When my daughter was all of 5 we were walking to school with our friends when the other mom made a comment on her “swing,” she walks like me without the benefit of injury, she walks with a wiggle. My friend from high school summed it up this way at one time: I’d like to have a swing like that in my back yard, can I have some fries with that shake, and you have a fine swing, who is your batting coach? This is the source of much fun, much razzing by friends, and often makes life unfold in ways that seem to contradict the very people we are.

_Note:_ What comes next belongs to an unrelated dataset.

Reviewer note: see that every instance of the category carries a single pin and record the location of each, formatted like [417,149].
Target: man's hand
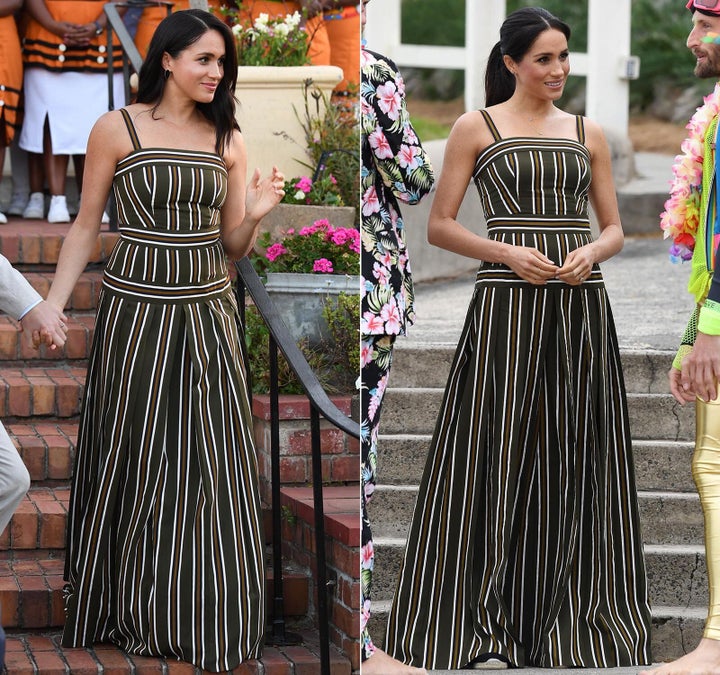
[701,367]
[44,323]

For me a person who has led a religious life, for my daughter one who espouses ideals of feminism, and still we have the walk created by the history and experience of the life we were born into.

Take it one step further and there is the gift of being “drawn” by our creator God with curvy figures that people seem to idealize, but the reality is it is often a greater curse. I remember the final interview through the ministry candidacy process when a sweet well-meaning woman said she could finally approve my candidacy because I looked like a pastor, I was wearing a shapeless vintage suit from Pendleton Woolens of the 1960s. To be professional in the church was to look asexual, once that was accomplished I was ready to serve God. To have the figure of Marilyn Monroe I found was not helpful in a life of the religious, for this one person it meant an extra year and lots of fabric to overcome. The creator draws me one way, and well meaning people want it another way.

With the curves, and with the walk I could feel doomed, for this was only the start of some misadventures in the church regarding my appearance. It takes longer for people to take me seriously, but then why should I take it all so seriously? How to use all that I am to render creative mischief seems in due course now. There have been tragic beauties throughout history, such as Marilyn, who have felt doomed by the response to their figures and forms, but why should I? Especially when it infinitely more fun to play it up to the hilt, render surprise on people in fun ways that cause no harm, but in fact reflect the glory of God. My last memorial service as a pastor serving the UMC was for a biker, it was decided by the family that the look was not tragic black, but biker black. It was great joy for me to hear during the sharing of stories in the memorial service that the "Red is looking down from heaven with joy to have a "hot" pastor" (presiding in boots, tights and short dress).

This week I had the great joy to dance two evenings under the stars, in the beautiful park here in Italy. Here too there is an expectation of how a person who is religious is to be, but less so on my figure and appearance than how to act. I was advised on how to respond if my dance partners were too fresh, because it was bad behavior that was frowned upon. Not only did I get advice, but my friends were there to watch over me like hawks. To dance with enthusiasm while people who cared ensured my safety was a gift. Sure, a few teasing voices about this crazy fun, but dang I felt like David dancing in his ephod with joy before God, and isn’t that just sacred and special!?!?!? To not only have time of great enjoyment, but to have friends who support the wholeness of who we are?

I find that to live fully in my "design" of God life requires a sacred sassyness: intelligence + humor + sexy = sassy, when combined with spiritual it is the depth of sensual for me, sensing all my createdness. To honor the creator who put me in this body, in this soul, with my life experiences and education informing my being is to live a sacred life!

How do you honor the fullness of how God has formed you?
How do you live into your creation with enthusiasm with awe for a God who creates us all unique?